Poinsettia the Number One Flowering Plant?

Little did Joel Poinsett know that when he brought the first Poinsettia back from Mexico that it would become the United States most popular “flowering plant”.  Joel Poinsett, a South Carolinian, was the first ambassador to Mexico.  In 1825 he introduced the Poinsettia to the United States.  These plant sales top over 70 million each year.  The dollar value is much greater.  If you ever have a chance to visit a wholesale nursery while the Poinsettia crop is being grown, it is a site you will not soon forget! 

The question I always get this time of year involves forcing the Poinsettia to “bloom” before Christmas.  I have bloom and flowering in quotes, because Poinsettias are mainly grown because of its colorful bracts not flowers. 

To force the bracts to change color, keep the plant in total darkness for 14 hours straight.  After the 14 hours of darkness, the plant must receive 6-8 hours of bright sunlight daily for 8-10 weeks.  Depending on the variety of Poinsettia you should see the bracts change color.  The easiest way to accomplish this is to place the plant in a dark room with a grow light and a timer. This way you don’t have to adjust your schedule to care for the plant.  My little secret is to support the local nurseries and buy new plants each year!
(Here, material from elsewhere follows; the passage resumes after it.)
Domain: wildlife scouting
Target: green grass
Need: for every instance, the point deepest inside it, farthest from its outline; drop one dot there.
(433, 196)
The other day I was asked when and how to divide Amaryllis.  To divide Amaryllis, wait until the foliage dies back in the fall and dig the bulbs up with a pitch fork so you do not disturb the roots.  Add Cotton Burr Compost to the bed where you dug them out and divide and replant into the new bed about 6-8 inches apart.  Be sure to plant these with at least one-third of the bulb above the ground for better blooming.  Plant the bulbs in groups of 3-5 for a better show.  The larger bulbs will bloom the following spring, where some of the smaller bulbs may take 2 years to bloom, depending on the size of the bulb.
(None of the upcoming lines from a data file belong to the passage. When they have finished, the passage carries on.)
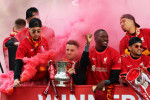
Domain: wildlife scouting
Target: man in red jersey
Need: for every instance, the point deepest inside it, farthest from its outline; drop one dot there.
(34, 43)
(77, 72)
(129, 25)
(135, 58)
(104, 64)
(11, 43)
(46, 32)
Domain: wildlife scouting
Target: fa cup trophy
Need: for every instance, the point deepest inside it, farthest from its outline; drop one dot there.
(61, 75)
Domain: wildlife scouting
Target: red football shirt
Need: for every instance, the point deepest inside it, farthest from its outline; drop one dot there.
(47, 33)
(101, 63)
(144, 35)
(26, 49)
(128, 63)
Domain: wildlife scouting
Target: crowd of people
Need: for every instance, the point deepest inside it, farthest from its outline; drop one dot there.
(99, 65)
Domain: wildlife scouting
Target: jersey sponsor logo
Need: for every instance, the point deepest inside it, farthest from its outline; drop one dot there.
(32, 49)
(105, 59)
(94, 58)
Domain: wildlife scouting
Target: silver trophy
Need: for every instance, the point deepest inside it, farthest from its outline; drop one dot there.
(61, 75)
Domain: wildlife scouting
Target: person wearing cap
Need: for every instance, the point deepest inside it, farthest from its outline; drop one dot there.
(46, 32)
(103, 64)
(132, 29)
(135, 58)
(19, 25)
(33, 43)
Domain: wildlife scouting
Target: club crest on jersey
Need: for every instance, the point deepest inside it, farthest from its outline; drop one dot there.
(129, 65)
(93, 68)
(105, 59)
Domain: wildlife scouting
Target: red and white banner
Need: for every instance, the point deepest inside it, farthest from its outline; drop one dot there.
(82, 92)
Unfortunately, this nice cool weather is bringing out the Large Patch (Brown Patch) in our turf.  Be sure to treat the areas before it goes into dormancy. Map these damaged areas in your yard and treat with a preventative fungicide in the early spring, so your newly emerging grass will not be attacked by the fungus.

Now is also a good time to apply neem oil or horticulture oils for over-wintering insects.  Since neem oil controls some fungi too, I have been using more of it the last few years.

Beat the rush and bring your soil sample into Possum’s for testing for a green and healthy landscape in 2016

The camellias, tea olives, holly berries, pyracantha berries and of course our fall leaf color … what a wonderful time to be in the Lowcountry!

Always read, understand and follow product label. The product label is a Federal Law.